PQA Developing Health Plan Measure for COPD Treatment Ratio
PQA, the Pharmacy Quality Alliance, has begun developing a health plan performance measure for chronic obstructive pulmonary disease (COPD).
Chronic lower respiratory disease, primarily COPD, is the fourth leading cause of death in the United States. Almost 15.7 million Americans have been diagnosed with COPD. The actual number is likely higher, as half of adults with low pulmonary function are not aware they have COPD.
COPD is a high-burden and expensive condition, so ensuring effective, high-quality treatment is a priority for patients and those who care for them.
The COPD Treatment Ratio (CTR) is the ratio of controller medications to all COPD medications, which includes both controller and rescue medications. Incremental increases in CTR have been associated with reduced risk of severe COPD exacerbations.
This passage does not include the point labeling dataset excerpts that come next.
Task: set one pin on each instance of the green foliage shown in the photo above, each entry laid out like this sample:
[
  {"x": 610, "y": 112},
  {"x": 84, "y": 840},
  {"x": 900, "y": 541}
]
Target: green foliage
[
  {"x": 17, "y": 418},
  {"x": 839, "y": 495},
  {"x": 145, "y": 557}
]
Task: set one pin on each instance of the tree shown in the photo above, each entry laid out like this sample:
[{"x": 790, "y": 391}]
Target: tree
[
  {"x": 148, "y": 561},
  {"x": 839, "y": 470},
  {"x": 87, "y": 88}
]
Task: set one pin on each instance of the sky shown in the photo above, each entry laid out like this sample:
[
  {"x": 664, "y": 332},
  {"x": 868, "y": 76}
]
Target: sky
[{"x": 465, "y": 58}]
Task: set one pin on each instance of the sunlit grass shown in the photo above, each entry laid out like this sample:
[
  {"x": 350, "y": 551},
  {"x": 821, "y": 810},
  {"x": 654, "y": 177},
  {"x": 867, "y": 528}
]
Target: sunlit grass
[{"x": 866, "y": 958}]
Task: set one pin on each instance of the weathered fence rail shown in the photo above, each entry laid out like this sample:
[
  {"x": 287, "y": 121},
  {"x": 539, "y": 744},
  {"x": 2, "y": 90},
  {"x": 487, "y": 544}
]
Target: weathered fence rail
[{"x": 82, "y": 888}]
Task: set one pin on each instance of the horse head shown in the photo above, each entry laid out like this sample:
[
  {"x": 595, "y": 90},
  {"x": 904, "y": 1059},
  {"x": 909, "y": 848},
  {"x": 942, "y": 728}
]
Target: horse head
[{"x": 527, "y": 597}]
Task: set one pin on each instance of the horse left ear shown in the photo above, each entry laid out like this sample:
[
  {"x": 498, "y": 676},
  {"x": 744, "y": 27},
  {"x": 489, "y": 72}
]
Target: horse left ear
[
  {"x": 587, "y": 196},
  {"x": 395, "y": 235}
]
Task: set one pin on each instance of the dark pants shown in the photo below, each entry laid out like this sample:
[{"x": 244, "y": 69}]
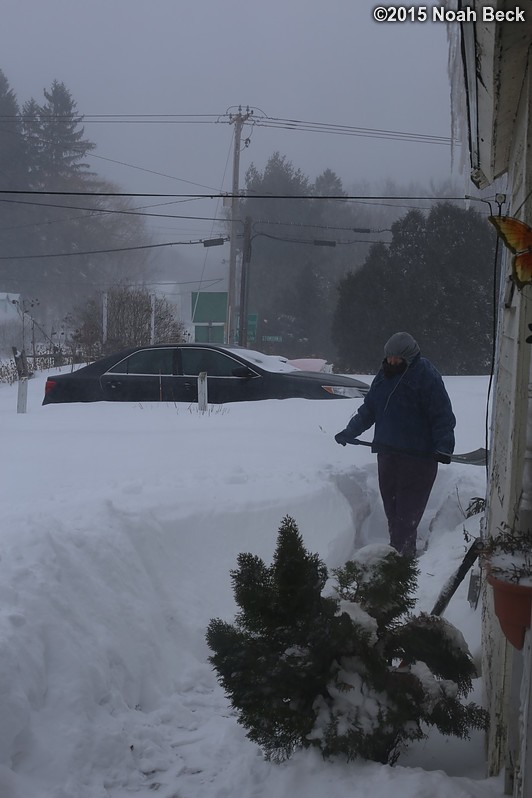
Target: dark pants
[{"x": 405, "y": 483}]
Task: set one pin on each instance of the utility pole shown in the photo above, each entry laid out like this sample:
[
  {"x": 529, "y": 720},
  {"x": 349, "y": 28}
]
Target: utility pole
[
  {"x": 244, "y": 285},
  {"x": 238, "y": 121}
]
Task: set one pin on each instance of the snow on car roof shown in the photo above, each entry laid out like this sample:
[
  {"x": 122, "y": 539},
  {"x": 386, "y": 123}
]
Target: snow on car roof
[{"x": 267, "y": 362}]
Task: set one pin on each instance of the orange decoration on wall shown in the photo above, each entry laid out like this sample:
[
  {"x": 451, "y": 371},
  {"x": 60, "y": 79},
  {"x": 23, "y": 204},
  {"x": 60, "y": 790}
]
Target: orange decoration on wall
[{"x": 518, "y": 238}]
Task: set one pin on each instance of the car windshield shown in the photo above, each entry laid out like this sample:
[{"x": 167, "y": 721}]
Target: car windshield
[{"x": 266, "y": 362}]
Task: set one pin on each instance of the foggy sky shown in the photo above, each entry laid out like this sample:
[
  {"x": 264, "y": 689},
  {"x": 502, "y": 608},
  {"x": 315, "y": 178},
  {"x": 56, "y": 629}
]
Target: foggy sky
[{"x": 312, "y": 60}]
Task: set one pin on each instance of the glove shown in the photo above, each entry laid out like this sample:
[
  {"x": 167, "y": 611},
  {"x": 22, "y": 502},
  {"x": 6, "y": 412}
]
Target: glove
[{"x": 344, "y": 437}]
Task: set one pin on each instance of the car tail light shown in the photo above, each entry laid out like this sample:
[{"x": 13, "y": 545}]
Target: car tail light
[{"x": 349, "y": 392}]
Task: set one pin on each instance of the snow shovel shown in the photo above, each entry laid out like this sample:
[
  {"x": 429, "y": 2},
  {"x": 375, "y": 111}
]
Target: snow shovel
[
  {"x": 476, "y": 457},
  {"x": 452, "y": 584}
]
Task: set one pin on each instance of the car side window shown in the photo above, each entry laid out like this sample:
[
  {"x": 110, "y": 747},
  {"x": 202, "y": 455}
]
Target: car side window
[
  {"x": 216, "y": 364},
  {"x": 146, "y": 361}
]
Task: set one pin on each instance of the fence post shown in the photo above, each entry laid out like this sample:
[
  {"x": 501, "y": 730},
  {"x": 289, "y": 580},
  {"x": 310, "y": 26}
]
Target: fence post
[
  {"x": 202, "y": 391},
  {"x": 23, "y": 372}
]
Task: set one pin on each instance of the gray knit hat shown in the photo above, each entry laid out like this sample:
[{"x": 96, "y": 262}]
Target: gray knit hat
[{"x": 401, "y": 345}]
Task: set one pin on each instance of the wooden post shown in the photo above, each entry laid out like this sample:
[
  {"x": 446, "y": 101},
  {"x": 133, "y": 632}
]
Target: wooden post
[
  {"x": 202, "y": 391},
  {"x": 23, "y": 372}
]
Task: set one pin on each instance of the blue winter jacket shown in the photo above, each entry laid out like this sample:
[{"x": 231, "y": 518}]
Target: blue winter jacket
[{"x": 412, "y": 412}]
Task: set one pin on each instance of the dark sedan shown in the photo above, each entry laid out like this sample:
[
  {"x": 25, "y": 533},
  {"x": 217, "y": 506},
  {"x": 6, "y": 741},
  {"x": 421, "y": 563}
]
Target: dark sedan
[{"x": 169, "y": 373}]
Validating CTR as a Measure of COPD Exacerbation Risk
PQA conducted a study last year that validated the use of the CTR as a measure of exacerbation risk within a large commercial and Medicare population when adjusted for several other risk factors.
The study also determined that a CTR threshold of 0.7 is optimal and significantly associated with a reduced risk of any, moderate and severe exacerbations in the total population and when stratified by line of business. In other words, the study found that a useful target to reduce the risk of adverse outcomes is ensuring that at least 70 percent of a patient’s COPD medications are controller medications.
The study was supported by GlaxoSmithKline and presented at AMCP Nexus 2021. A total of 132,960 patients were included in the analysis, which builds on a previous study that reached a similar conclusion.
Consensus-Based Measure Prioritization and Development
With this evidence, PQA’s staff and Health Plan Measure Concept Advisory Group (MCAG) recommended this concept advance to measure development. That recommendation was supported by public comments PQA received last October 25-November 19.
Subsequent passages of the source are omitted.